In 1911, Anadi Nath Bose, cinematographer Debi Ghosh, and magician Charu Ghosh formed the Aurora Cinema Company, opening a studio and film-processing laboratory in North Kolkata. Anadi Nath Bose assumed sole management of the company in 1912. Anadi Nath Bose and Debi Ghosh began making more short features in 1916, notable among them Bisha Briksha, based on the novel of the same name by Bankimchandra Chattopadhyay. In 1917, the company received a contract from the British government to produce features for the entertainment of the armed forces. In 1919, Anadi Nath Bose began screening his films at the Manmohan Theatre in North Kolkata, and released the company's first feature-length film, Dasyu Ratnakar, in 1921, screening it at the Russa Theatre (today the Purna Cinema) in South Kolkata. In 1921 Anadi Nath Bose renamed his company Aurora Film Corporation.

==Later years==
In 1946, a fire in Aurora's studio in Kolkata destroyed most of its films. Founder Anadi Nath Bose died on 21 September the same year. His elder son Ajit Bose and youngest son Arun Bose and, later, grandson (Anjan Bose), took over the management.

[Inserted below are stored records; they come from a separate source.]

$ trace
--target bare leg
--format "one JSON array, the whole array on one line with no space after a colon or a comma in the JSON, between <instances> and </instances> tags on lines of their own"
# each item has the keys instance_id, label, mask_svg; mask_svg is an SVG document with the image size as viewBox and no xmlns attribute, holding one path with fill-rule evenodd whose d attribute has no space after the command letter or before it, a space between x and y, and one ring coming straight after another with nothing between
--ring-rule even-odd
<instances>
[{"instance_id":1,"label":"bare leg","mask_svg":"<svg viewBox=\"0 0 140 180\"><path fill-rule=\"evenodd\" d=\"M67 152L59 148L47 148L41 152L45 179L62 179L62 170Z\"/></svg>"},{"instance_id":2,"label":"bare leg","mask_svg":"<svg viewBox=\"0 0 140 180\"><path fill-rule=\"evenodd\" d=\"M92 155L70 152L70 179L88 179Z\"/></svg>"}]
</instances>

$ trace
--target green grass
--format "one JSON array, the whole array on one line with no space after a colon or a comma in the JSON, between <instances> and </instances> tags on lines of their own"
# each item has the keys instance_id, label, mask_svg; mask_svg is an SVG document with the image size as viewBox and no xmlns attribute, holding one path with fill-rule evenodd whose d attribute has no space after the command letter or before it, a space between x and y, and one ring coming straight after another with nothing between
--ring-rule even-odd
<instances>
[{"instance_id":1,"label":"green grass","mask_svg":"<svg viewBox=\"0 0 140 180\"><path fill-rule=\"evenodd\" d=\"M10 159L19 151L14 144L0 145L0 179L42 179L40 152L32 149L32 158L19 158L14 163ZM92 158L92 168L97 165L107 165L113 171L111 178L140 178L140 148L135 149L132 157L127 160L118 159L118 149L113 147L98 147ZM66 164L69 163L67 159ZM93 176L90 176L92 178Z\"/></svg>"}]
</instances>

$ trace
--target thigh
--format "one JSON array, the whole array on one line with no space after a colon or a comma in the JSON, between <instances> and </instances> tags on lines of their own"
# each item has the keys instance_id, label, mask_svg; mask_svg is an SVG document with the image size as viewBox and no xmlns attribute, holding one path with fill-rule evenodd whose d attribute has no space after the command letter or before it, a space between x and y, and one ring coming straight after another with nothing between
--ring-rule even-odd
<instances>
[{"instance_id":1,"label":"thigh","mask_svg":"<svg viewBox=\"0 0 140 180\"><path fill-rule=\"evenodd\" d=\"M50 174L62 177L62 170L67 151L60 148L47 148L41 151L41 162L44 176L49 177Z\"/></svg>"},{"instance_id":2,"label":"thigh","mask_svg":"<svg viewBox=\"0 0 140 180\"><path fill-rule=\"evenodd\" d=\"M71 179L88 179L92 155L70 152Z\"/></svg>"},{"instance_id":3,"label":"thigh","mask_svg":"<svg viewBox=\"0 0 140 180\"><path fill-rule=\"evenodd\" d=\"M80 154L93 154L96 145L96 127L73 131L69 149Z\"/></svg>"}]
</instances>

Aurora's studio was located in Maniktala, Kolkata. This was housed inside a palatial building made by Banabehari Shaw facing a large lake. This property had been leased by Anadi Nath Bose from Banabehari Shaw. Unfortunately after the lease lapsed, the studio was demolished. The company currently maintains a studio in the Salt Lake neighbourhood of Kolkata, and a post-production facility in Tollygunj.

Aurora was involved in the distribution and/or production of several acclaimed films. The company bought Pramathesh Barua's production company (Barua Pictures), and produced two films starring Barua, Pujari and Niyoti. Aurora was the distributor for Satyajit Ray's debut film Pather Panchali (1955); it was the distributor for Ray's Parash Pathar (1958) and producer for Jalsaghar (1958). The company partially financed Aparajito (1956), the second instalment of Rays' Apu Trilogy. Noted film director Ritwik Ghatak made documentaries for the company.

Aurora became inactive in the feature film industry in the 1970s, although it continued to produce shorts and documentaries as of 2011. The last feature film Aurora produced was Duronto Joy in 1973, and the last one it distributed was Moyna Tadanta in 1982.

According to Anjan Bose, the current (2011) managing director, Aurora is "the only film producing house in India being run by a family for three generations".Kalkokkho which released in 2022.

==Notable firsts==
Aurora pioneered newsreels in India. These newsreels contain important video documents featuring personalities such as Rabindranath Tagore, Mahatma Gandhi, Subhas Chandra Bose, and events such as the celebration of the India's first Independence Day and the funeral of Rabindranath Tagore.

Aurora produced the first children's film of India, Hate Khari.

The company's Raja Rammohan (1965) was the first Bengali film to be declared tax-free (patrons did not have to pay entertainment tax). Bhagini Nivedita (1962) was the first Bengali film to be shot in England.